We have to be more disciplined than the rest.”
– Warren Buffet

Why Invest In The Fund

The Active Banking Fund is a low risk equity fund suitable for investors looking for consistent returns above the risk-free rate with low volatility. The Fund’s objective is capital growth without excessive risk by investing in blue-chip banks with a market capitalisation of at least $10bn. The Fund avoids very small capitalisation banks which are inherently higher risk and less transparent. The Fund leverages the fund manager’s extensive expertise in the banking sector and has a very robust risk management process which is being implemented via strict internal limits and controls.
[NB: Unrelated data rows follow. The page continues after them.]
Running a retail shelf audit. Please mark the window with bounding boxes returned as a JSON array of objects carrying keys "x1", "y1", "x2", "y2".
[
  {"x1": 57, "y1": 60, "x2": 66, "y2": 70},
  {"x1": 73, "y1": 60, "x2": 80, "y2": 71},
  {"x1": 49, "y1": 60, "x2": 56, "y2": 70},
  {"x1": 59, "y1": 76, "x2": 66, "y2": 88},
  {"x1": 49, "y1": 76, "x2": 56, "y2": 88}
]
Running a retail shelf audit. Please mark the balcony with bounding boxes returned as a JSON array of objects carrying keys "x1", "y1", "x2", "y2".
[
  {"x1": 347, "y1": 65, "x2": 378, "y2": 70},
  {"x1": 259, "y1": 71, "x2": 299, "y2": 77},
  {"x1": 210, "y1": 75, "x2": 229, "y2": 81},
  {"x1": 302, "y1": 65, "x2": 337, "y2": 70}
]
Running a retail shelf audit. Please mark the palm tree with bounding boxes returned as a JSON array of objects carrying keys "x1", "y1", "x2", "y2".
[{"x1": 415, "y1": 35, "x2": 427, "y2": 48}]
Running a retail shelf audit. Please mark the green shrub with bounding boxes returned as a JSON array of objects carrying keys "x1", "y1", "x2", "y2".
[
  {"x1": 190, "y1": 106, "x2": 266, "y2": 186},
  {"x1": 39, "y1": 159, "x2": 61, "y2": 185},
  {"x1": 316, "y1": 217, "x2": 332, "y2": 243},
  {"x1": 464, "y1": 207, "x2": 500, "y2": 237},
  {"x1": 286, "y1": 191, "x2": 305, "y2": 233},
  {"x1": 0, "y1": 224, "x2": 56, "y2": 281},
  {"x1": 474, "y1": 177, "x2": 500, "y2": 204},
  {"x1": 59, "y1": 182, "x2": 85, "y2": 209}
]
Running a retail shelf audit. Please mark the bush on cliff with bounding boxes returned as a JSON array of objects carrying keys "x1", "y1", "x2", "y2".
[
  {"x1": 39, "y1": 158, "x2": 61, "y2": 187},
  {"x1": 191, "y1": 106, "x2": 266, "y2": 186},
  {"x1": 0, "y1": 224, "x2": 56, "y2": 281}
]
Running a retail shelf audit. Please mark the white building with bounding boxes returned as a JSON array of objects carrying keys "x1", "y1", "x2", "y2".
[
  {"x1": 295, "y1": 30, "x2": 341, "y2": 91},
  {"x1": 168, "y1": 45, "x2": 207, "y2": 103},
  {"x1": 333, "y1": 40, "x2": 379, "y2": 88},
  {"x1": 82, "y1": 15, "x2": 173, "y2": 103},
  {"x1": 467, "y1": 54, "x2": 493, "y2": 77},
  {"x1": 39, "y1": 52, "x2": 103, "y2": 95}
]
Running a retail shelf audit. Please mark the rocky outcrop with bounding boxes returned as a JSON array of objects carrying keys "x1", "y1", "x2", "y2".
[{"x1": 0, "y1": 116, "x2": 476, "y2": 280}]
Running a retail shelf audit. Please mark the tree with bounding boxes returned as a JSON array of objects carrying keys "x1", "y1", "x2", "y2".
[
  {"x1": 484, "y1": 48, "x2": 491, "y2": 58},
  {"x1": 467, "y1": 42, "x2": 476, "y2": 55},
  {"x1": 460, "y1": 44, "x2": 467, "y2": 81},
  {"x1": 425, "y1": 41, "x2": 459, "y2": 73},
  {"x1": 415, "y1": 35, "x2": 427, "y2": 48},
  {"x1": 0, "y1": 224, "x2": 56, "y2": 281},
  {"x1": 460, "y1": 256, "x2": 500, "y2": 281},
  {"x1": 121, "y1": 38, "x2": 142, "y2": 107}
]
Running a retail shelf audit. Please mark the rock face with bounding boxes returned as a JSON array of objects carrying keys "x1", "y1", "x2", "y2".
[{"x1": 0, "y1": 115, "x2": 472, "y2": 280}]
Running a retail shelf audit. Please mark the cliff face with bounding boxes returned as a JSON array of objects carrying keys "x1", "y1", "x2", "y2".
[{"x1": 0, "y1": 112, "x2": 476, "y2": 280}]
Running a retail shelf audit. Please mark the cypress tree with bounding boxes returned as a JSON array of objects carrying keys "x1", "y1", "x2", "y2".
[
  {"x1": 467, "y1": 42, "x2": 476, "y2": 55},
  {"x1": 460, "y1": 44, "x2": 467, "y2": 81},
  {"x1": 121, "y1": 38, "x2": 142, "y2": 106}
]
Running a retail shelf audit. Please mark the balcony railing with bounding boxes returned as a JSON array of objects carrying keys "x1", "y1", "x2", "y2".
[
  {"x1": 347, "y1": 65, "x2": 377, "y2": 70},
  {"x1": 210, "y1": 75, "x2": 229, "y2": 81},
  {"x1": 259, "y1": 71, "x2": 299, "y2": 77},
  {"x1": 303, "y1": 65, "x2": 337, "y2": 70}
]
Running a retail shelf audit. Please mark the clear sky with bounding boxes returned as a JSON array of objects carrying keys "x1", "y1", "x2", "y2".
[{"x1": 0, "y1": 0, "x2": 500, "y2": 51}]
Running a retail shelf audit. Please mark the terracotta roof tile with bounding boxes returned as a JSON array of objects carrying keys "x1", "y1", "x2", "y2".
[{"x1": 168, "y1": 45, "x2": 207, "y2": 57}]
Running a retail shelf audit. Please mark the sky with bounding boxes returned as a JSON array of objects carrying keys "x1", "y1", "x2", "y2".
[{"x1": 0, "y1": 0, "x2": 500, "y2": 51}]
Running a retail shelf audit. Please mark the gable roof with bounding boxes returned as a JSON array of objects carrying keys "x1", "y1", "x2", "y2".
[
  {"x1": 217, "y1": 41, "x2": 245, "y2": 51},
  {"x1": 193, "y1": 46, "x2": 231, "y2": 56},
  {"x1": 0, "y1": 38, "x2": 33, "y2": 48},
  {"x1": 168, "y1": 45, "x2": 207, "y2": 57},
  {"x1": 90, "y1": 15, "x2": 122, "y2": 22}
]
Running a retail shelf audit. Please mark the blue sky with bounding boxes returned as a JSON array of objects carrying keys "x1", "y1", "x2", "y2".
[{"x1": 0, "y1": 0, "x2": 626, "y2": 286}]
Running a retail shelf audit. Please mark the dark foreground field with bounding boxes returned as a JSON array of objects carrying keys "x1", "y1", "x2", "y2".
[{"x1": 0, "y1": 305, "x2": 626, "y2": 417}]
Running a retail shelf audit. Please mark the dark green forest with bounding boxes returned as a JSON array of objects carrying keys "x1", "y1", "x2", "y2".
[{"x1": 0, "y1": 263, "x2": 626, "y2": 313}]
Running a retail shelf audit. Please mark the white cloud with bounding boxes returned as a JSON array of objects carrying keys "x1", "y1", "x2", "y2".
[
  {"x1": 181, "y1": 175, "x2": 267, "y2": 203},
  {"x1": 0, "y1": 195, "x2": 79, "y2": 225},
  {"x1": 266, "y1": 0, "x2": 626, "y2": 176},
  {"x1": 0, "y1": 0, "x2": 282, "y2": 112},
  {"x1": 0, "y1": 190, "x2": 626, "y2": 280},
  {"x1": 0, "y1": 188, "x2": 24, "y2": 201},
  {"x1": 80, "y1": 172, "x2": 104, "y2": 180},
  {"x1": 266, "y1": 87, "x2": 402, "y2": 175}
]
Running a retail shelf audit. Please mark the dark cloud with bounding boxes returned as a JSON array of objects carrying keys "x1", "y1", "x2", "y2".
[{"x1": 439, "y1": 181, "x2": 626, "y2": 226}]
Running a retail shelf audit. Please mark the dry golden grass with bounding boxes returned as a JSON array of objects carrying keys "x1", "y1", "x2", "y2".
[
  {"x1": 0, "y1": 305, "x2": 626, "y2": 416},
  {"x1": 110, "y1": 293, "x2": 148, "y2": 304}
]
The Fund’s board is responsible for setting the Fund’s overall investment strategy and risk management and ensuring adherence to these.

The Fund has various attractive features:

  • Low charges vs market norms
    •  Annual investment management fee of 1% vs a market average of 1.5%-2.0%
    • A performance fee of 15% vs a market norm of 20% (for actively managed funds)
  • Monthly subscriptions and redemptions
  • No entry or exit fees

The Fund is a very attractive investment proposition in the current global investment landscape:

  • It provides exposure to the most solid banks in the USA, Canada and Western Europe.
  • It is invested in some of the world’s most profitable and well run banks with dividend yields of 2.5%-3.5%.
  • US banks profits are expected to get a boost from additional Federal Reserve interest rate hikes later this year and in 2018. 
  • European banks are finally becoming an attractive investment proposition after many years of underperformance as Eurozone political uncertainty is subsiding and Eurozone economic indicators are starting to improve.
  • Financial stocks is currently a relatively cheap sector in terms of Price/Earnings and Price/Book ratios and very cheap compared to the sector’s historic valuation multiples (pre-2008 financial crisis).
  • Interest rates in the Eurozone are expected to remain zero/negative until 2018; bank deposit rates will continue to remain very low which makes investments in low risk equity funds quite attractive.
  • Eurozone banks bail-in legislation means ongoing risks for bank depositors; very low deposit rates do not capture the risk-premium of depositing money with weak peripheral banks in the Eurozone.